Разговор потихоньку оживлялся, а смущение Солкрана перед молодостью и принадлежностью мага к бертийской династии преодолевалось, так что вскорости они уже обменялись парочкой свежих анекдотов, от души им посмеявшись. Время постепенно стало подходить к вечеру, склоняя солнце оставить этот мир на откуп лунному свету.
— Думаю не ошибусь, сочтя, что решение уже принято, — напомнил Валерий, довольно почесывая то место, которое вскорости должно будет превратиться в бороду.
— В общем, да, — пробормотал Солкран, смущенный тем, что ему напоминают, зачем он сюда пришел. Приняв более официальный вид, он продолжил: — От лица его императорского величества князя Луккуса я принимаю вашу помощь и приглашаю вас в Хаббад, где император сможет лично подтвердить мои слова.
— Хорошо, — Руффус тоже не мог сказать, что возвращение к насущным проблемам доставило ему удовольствие, — тогда завтра с утра — в путь. Твоя охрана, — он сам не заметил, когда они перешли на ты, — осталась около Арноса? — ответ на этот вопрос, естественно, был известен, но этикет требовал не заострять на этом внимания.
— Да.
— Тогда, — продолжил Руффус, — мы проводим тебя до них, чтобы предупредить, что все нормально, а затем уже — в Хаббад. Пойдем короткой дорогой, так что к вечеру будем на месте…
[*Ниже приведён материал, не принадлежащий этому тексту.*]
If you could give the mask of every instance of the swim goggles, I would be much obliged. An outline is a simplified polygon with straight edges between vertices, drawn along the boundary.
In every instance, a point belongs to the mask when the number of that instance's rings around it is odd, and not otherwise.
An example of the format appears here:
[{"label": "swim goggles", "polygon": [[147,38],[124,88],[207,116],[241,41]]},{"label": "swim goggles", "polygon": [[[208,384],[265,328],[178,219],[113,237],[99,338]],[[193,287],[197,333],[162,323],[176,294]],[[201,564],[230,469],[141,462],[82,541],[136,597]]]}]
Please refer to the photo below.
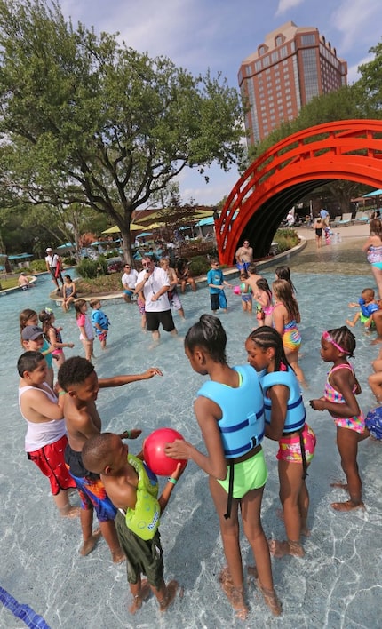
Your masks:
[{"label": "swim goggles", "polygon": [[331,345],[333,345],[339,352],[342,352],[342,354],[350,354],[350,352],[348,352],[347,349],[344,349],[343,347],[341,347],[340,345],[336,343],[333,337],[331,337],[328,331],[322,332],[322,338],[323,338],[323,340],[326,340],[328,343],[331,343]]}]

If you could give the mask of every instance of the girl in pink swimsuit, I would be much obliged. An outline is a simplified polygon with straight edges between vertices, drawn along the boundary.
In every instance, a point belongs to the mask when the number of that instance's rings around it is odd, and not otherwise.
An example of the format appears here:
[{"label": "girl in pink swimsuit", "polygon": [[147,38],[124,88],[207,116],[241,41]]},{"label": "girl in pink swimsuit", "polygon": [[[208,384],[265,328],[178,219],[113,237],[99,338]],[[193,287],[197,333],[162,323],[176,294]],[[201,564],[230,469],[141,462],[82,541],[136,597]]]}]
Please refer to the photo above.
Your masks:
[{"label": "girl in pink swimsuit", "polygon": [[358,442],[369,437],[370,433],[355,399],[355,395],[361,393],[361,386],[347,362],[354,355],[354,349],[355,337],[346,326],[323,332],[321,357],[325,362],[333,362],[333,367],[328,373],[324,397],[310,400],[314,410],[329,410],[337,426],[337,446],[346,482],[335,482],[332,487],[346,490],[350,496],[346,502],[331,504],[337,511],[363,507],[357,451]]}]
— Как? — не понял Солкран. — До Хаббада даже на перекладных дня три пути.
— Пусть это будет первой демонстрацией моих способностей, — лукаво улыбнулся Руффус, забыв, как сам еще недавно был удивлен, узнав о существовании быстрых дорог. — К вечеру будем в Хаббаде. Не веришь, можем поспорить.
— Как-то мне на ум не приходит ничего, что было бы лишним. По крайней мере из того, на что можно было бы поспорить, так что я, пожалуй, воздержусь от пари, — улыбнулся Солкран.